My gaze strayed over to Miss Defy, who was now fully dressed and sitting primly at the table's other end, gloved hands in lap, looking demure and innocent.
The colonel was rather red in the face. Mr Bell suggested that he should sheathe his sword.
‘It is this way,’ said Mr Bell to Mr Gladstone. ‘The colonel here informed me during your speech at Ten Downing Street that the sixth sense he has developed during his many exciting and dangerous adventures had alerted him to imminent danger. He directed me to shout “FIRE!” so all would be saved from the forthcoming Martian attack.’
I really admired my friend for the way that words of untruth could sometimes spill from his mouth and I wondered just what was coming next.
‘Naturally,’ continued Mr Bell, ‘you will see to it that he receives the nation's highest honour for this act of valour alone.’
I would describe the look on the face of the colonel throughout all this as baffled. It brightened considerably, however, with this talk of a decoration.
Although he did look rather bitterly towards the lovely lady.
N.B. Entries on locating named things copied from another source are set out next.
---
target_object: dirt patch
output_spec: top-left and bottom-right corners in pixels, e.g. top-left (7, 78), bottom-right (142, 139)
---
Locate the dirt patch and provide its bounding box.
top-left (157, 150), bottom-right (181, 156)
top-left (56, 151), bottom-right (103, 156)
‘And,’ continued Mr Bell, ‘the colonel, as a natural hero and ideal figurehead to spur on the nation during this time of national calamity, will be pleased to take control of the armed forces, with myself as his personal adviser.’
The Prime Minister made gagging sounds.
Mr Bell smiled serenely.
‘Naturally,’ he went on, ‘no word of what has occurred here will reach my close friends at The Times newspaper.?
??
The Prime Minister drew out an oversized red gingham handkerchief and mopped his brow with it.
‘What do you suggest, then?’ he asked in the voice of one lost.
‘I suggest,’ said Mr Cameron Bell, ‘that we formulate plans here and now to destroy the Martian strike force.’
‘And how would we do that?’ asked the Prime Minister. ‘We did not even know of the existence of Martians until an hour ago.’
‘The colonel did,’ said Cameron Bell.
‘Did I?’ asked the colonel.
‘Now, do not be so modest,’ said my friend. ‘Only last night, after your highly successful book signing, you told me that you feared such an eventuality as this and that you had gleaned secret information about the Martian invasion and the man behind it all.’
The colonel's mouth opened and shut, but no words came from it.
‘Such a modest gentleman,’ said Mr Bell to Mr Gladstone. ‘He has been working undercover for months to track down the evil villain behind this attack. A beast in human form who leads these Martian foes. A man by the name of Arthur Knapton.’
‘Is this true?’ asked the PM of the colonel.
The colonel shrugged, then nodded his head. ‘I suppose it is,’ said he.
‘Then if you know so much, tell us what is to be done.’
The colonel's mouth opened once more, then shut, then opened, then shut. Mr Bell gave him a certain look.
‘Aha,’ said the colonel, ‘I see.’
‘You do?’ asked the Prime Minister. ‘Go on.’
‘I have confided all to my aide, Mr Cameron Bell,’ said Colonel James Richardson-Brown. ‘He will brief you on the details, won't you, Mr Bell?’
‘If you insist,’ said Cameron Bell. ‘But these are your ideas.’
‘Please go ahead,’ said the colonel, and he took himself off to the table's end to engage in a rather heated, if lower-toned, conversation with Miss Defy.
‘So,’ said Mr Gladstone. ‘Say your piece, Mr Bell.’
‘The colonel's piece,’ said my friend.
‘I do not care whose it is, just say it!’
Mr Bell smiled and began.
‘We are going to need some dynamite,’ he said.